Fairweather’s demeanor shifted. He stared straight ahead, watching the other cars on the road, lost in thought, a cold, blank expression on his face.
A few minutes later, the Volvo pulled into Poznań–Ławica Airport. Fairweather looked at her one more time.
“Tell me what you know. I know you know something.”
“We lost five men earlier tonight.”
“In Russia?”
“Yes.”
“How good is the paper?”
She looked back from the window.
“It’s one of Mr. Coughlin’s old aliases,” she whispered. “The ones he kept in the safe. Bill insisted.”
58
HOTEL EUROPA
MINSK, BELARUS
Alina described to Brainard, for the second time that evening, the car accident. It had happened that afternoon, in front of her office near Victory Square. An elderly woman had been struck by a taxicab, then thrown in the air. Alina had been the first person to find her, lying facedown on the sidewalk, dead.
“Miortvych,” she said in Belarusian, as again tears appeared on her cheeks. “Ja byŭ biezdapamožny, Todd.”
Dead. I was helpless, Todd.
You get used to it, Brainard thought to himself.
“Josć, josć,” he said.
There, there.
Brainard put his hand on hers, then noticed a man seated at the bar, staring at him.
“Ja chutka viarnusi,” he said, standing.
I’ll be right back.
At the bar, Carter, Minsk chief of station, was having a glass of wine and reading the newspaper. Beads of s
weat covered his brow.
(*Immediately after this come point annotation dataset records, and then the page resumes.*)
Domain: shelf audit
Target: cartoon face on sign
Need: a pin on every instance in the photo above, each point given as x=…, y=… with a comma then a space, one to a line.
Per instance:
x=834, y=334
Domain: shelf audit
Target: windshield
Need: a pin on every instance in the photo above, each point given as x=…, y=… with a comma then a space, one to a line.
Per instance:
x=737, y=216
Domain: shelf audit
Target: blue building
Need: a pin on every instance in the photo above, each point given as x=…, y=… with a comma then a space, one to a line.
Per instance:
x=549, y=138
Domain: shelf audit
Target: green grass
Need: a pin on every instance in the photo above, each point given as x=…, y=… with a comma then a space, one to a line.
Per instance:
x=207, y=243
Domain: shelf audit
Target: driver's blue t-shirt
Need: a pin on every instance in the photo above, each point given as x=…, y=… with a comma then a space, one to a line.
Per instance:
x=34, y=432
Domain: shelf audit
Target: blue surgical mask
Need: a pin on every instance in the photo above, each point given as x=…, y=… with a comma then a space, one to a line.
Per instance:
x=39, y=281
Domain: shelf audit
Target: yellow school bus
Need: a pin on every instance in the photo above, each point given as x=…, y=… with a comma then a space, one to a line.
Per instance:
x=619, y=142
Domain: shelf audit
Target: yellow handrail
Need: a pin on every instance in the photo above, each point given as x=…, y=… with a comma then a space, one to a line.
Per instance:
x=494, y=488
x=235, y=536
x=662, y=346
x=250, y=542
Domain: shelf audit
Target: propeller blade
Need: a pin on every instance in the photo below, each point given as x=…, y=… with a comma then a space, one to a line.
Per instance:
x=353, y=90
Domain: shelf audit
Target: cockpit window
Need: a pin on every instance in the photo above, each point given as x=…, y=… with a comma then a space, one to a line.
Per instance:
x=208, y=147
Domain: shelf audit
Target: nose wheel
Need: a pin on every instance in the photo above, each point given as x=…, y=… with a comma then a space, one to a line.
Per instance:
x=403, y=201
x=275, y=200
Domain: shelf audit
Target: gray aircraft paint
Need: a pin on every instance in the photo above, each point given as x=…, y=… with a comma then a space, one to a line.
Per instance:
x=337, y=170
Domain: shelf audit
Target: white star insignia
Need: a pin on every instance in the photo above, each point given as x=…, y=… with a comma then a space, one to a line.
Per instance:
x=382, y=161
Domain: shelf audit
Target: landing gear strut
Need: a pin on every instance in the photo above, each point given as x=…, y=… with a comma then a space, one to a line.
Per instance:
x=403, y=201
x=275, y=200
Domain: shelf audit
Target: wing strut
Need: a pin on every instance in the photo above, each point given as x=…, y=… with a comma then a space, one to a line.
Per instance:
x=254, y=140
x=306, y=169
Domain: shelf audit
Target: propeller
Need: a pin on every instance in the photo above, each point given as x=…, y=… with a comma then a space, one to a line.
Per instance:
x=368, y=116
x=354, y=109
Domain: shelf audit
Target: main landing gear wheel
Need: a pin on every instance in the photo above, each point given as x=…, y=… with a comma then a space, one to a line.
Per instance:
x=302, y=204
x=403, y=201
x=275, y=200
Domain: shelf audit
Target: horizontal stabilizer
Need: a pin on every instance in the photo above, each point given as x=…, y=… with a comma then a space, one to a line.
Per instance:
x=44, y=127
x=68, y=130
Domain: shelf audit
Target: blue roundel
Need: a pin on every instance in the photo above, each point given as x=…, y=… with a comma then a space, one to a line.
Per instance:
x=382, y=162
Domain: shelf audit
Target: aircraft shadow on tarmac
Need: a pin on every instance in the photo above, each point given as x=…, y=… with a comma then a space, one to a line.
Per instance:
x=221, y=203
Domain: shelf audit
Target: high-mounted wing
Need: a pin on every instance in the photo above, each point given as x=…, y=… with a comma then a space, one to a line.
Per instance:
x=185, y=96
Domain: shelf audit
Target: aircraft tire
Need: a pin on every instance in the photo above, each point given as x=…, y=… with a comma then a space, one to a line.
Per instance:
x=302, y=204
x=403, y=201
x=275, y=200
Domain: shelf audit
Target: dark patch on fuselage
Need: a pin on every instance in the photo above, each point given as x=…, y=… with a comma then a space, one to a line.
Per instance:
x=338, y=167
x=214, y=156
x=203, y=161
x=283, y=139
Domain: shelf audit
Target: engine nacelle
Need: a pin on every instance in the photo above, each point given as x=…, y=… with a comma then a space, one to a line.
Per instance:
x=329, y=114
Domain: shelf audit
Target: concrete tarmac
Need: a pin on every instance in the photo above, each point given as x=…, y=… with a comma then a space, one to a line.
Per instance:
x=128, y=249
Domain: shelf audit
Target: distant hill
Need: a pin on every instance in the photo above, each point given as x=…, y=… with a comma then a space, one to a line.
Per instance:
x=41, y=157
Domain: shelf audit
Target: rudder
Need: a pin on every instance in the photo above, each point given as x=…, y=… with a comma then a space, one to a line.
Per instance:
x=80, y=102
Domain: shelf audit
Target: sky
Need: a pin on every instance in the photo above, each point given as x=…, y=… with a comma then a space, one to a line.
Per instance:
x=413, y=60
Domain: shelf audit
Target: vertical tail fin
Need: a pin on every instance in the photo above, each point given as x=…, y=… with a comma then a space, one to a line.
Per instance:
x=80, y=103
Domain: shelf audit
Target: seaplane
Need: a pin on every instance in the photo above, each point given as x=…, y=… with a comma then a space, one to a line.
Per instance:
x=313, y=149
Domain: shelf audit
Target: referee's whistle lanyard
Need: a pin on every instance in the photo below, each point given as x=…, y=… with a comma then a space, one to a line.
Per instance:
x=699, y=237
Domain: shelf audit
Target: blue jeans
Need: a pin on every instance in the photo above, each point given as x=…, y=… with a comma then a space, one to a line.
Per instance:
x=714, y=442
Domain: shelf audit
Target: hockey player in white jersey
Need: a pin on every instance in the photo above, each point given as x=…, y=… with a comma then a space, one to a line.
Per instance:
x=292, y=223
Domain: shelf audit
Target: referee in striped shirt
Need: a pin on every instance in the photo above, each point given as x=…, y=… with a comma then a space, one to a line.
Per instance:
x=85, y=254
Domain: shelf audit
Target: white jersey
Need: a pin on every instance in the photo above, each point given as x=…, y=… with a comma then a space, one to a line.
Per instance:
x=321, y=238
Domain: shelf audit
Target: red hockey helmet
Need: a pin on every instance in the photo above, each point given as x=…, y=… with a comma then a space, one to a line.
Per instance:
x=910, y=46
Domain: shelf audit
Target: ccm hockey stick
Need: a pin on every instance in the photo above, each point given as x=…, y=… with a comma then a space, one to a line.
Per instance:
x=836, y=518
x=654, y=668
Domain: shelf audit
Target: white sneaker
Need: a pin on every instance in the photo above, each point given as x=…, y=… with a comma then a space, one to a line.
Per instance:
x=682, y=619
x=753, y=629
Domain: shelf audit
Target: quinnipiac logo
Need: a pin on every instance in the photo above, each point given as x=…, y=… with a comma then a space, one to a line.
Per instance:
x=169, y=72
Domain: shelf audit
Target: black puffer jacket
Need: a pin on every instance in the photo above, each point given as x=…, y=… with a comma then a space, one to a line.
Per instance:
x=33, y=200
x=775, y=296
Brainard stood next to him.
“Moscow,” Carter whispered. “Vernacular House. Emergency Priority.”
“What’s going on?”
“I don’t know. Bill called and told me to get you the fuck over there.”
“FSB tagged me last week,” said Brainard. “I won’t make it through Customs.”
Carter pushed a section of the paper toward him. The edge of a white envelope was visible.
“The passport’s fresh,” said Carter, “and it’s off grid.”
“How fresh?”
“Ten minutes old. Get moving.”
59
VERNACULAR HOUSE
MOSCOW
Christy Braga knocked on the door to the bedroom. There was no answer.
“Johnny?”
She was holding a field trauma medical kit, housed in a large stainless steel case. She opened the door.
Maybank was lying on the bed. He stared up at her. His face was bright red. He was drenched in sweat, even though the air-conditioning was cranked up.
“We need to remove the bullet,” she said.
Maybank stared at her with bloodshot eyes.
“I’ll be fine,” he said.
She went to the side of the bed and pulled the blanket away. The mattress beneath Maybank’s leg was covered in red.
Braga opened the trauma kit. She removed an electronic thermometer and waved it across his forehead.
His fever had spiked to 104 degrees.
“You will not be fine unless we remove it.”
“Fuck off,” he panted, weakly pushing her away. “I need a doctor.”
Braga searched through the case, finding a syringe, and filled it with oxycodone. She held it in her left hand, thumb on the end of the plunger. She removed a scalpel, forceps, suture material, and a needle, placing them on the top of the case.
“Lie back,” she said soothingly.
“You’re not touching me,” he wheezed.